Reputation: 33
I have this code:
def loop():
alphabet = string.digits + string.letters
for key in itertools.product(alphabet, repeat=6):
...
I am using 4 processes using this code:
if __name__ == '__main__':
jobs = []
for i in range(4):
p = multiprocessing.Process(target=loop)
jobs.append(p)
p.start()
Now.. this will just run the entire function 4 times, I need to somehow split the workload into 4 and run each process on its own, so in this case I need to split the characters I'm generating into 4 different parts.. for example:
Process 1 workload
100,101,102,103
Process 2 workload
104,105,106,107
Process 3 workload
108,109,110,111
Process 4 workload
112,113,114,115
I think you should understand what I want to do..
I tried looping through and just throwing away but it can get super slow when using a large length of characters.. If I had 1,000,000 lines and the processor name was 4, it will loop 750,000 times without doing anything and process the next 250,000, if the processor name was 3.. it would loop 500,000 times, process the next 250k and finish at 75000, so much wasted computing power though :/
Upvotes: 3
Views: 1825
Reputation: 47840
You need to divide the workload beforehand and pass it in to your function when you call Process
. Generally speaking, this can be a hard problem, but in your case it's pretty trivial since you're just generating cartesian products -- simply slice off the first character and attach it separately.

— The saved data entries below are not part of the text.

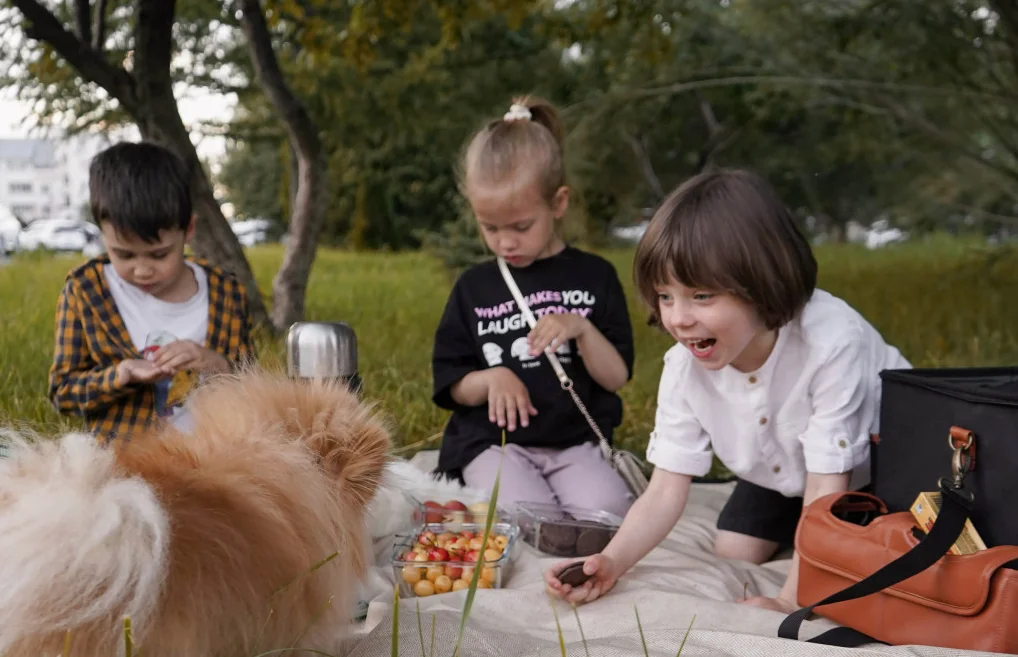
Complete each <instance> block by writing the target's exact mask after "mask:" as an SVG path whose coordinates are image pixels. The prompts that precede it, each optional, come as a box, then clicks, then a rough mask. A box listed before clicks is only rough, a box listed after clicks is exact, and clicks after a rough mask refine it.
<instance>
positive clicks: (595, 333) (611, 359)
mask: <svg viewBox="0 0 1018 657" xmlns="http://www.w3.org/2000/svg"><path fill="white" fill-rule="evenodd" d="M527 337H528V339H529V342H530V354H531V355H539V354H540V353H541V352H542V351H544V350H545V347H546V346H550V347H552V348H553V349H556V348H558V347H559V346H561V345H562V344H563V343H565V342H567V341H568V340H571V339H575V340H576V345H577V346H578V347H579V351H580V353H581V354H582V355H583V366H584V367H585V368H586V371H587V372H588V373H589V374H590V377H591V378H592V379H593V380H595V381H597V382H598V385H600V386H601V387H603V388H605V389H606V390H609V391H611V392H615V391H616V390H618V389H619V388H621V387H622V386H623V385H625V383H626V381H628V380H629V368H627V367H626V363H625V361H623V360H622V354H620V353H619V351H618V349H616V348H615V345H614V344H612V343H611V342H609V341H608V338H606V337H605V335H604V334H603V333H602V332H601V331H599V330H598V327H597V326H595V325H593V323H592V322H590V320H588V319H586V318H584V317H581V316H579V315H572V314H562V315H545V316H544V317H542V318H541V319H540V320H538V325H536V326H534V327H533V330H532V331H530V334H529V335H528V336H527Z"/></svg>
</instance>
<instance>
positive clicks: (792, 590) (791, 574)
mask: <svg viewBox="0 0 1018 657" xmlns="http://www.w3.org/2000/svg"><path fill="white" fill-rule="evenodd" d="M850 477H851V475H850V474H848V473H845V474H842V475H816V474H813V473H810V474H809V475H807V476H806V490H805V493H804V494H803V496H802V507H803V509H805V507H806V506H809V505H810V504H811V503H812V502H813V501H814V500H816V499H817V498H821V497H824V496H825V495H829V494H831V493H842V492H845V491H847V490H848V484H849V480H850ZM798 592H799V552H798V550H796V551H795V553H794V554H793V555H792V566H791V567H790V568H789V570H788V578H786V579H785V585H784V586H783V587H782V588H781V593H779V594H778V597H777V598H766V597H762V596H757V597H754V598H749V599H748V600H746V601H745V603H746V604H749V605H753V606H755V607H763V608H766V609H774V610H776V611H781V612H784V613H792V612H793V611H795V610H796V609H798V608H799V602H798Z"/></svg>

i.e. instead of generating repeat=6
, use repeat=5
and iterate through the possibilities for the first letter yourself, passing each to a separate process.
For example:
def loop(first, sequence):
for seq in sequence:
key = first + seq
....
and call it with:
alphabet = ...
for letter in alphabet:
p = Process(target=loop, args=(letter, itertools.product(alphabet, repeat=5))
# etc.
This will spawn one process per letter in your alphabet; you could do exactly four splits or other things like that by passing ranges for the first character, too.
Upvotes: 1
Reputation: 56720
It sounds like each task only requires a small amount of data, so try using multiprocessing.Pool
to create a pool of workers. It will start a pool of worker processes, and send a chunk of items to each worker. Use something like imap_unordered
to map all the input combinations to their results.
Upvotes: 0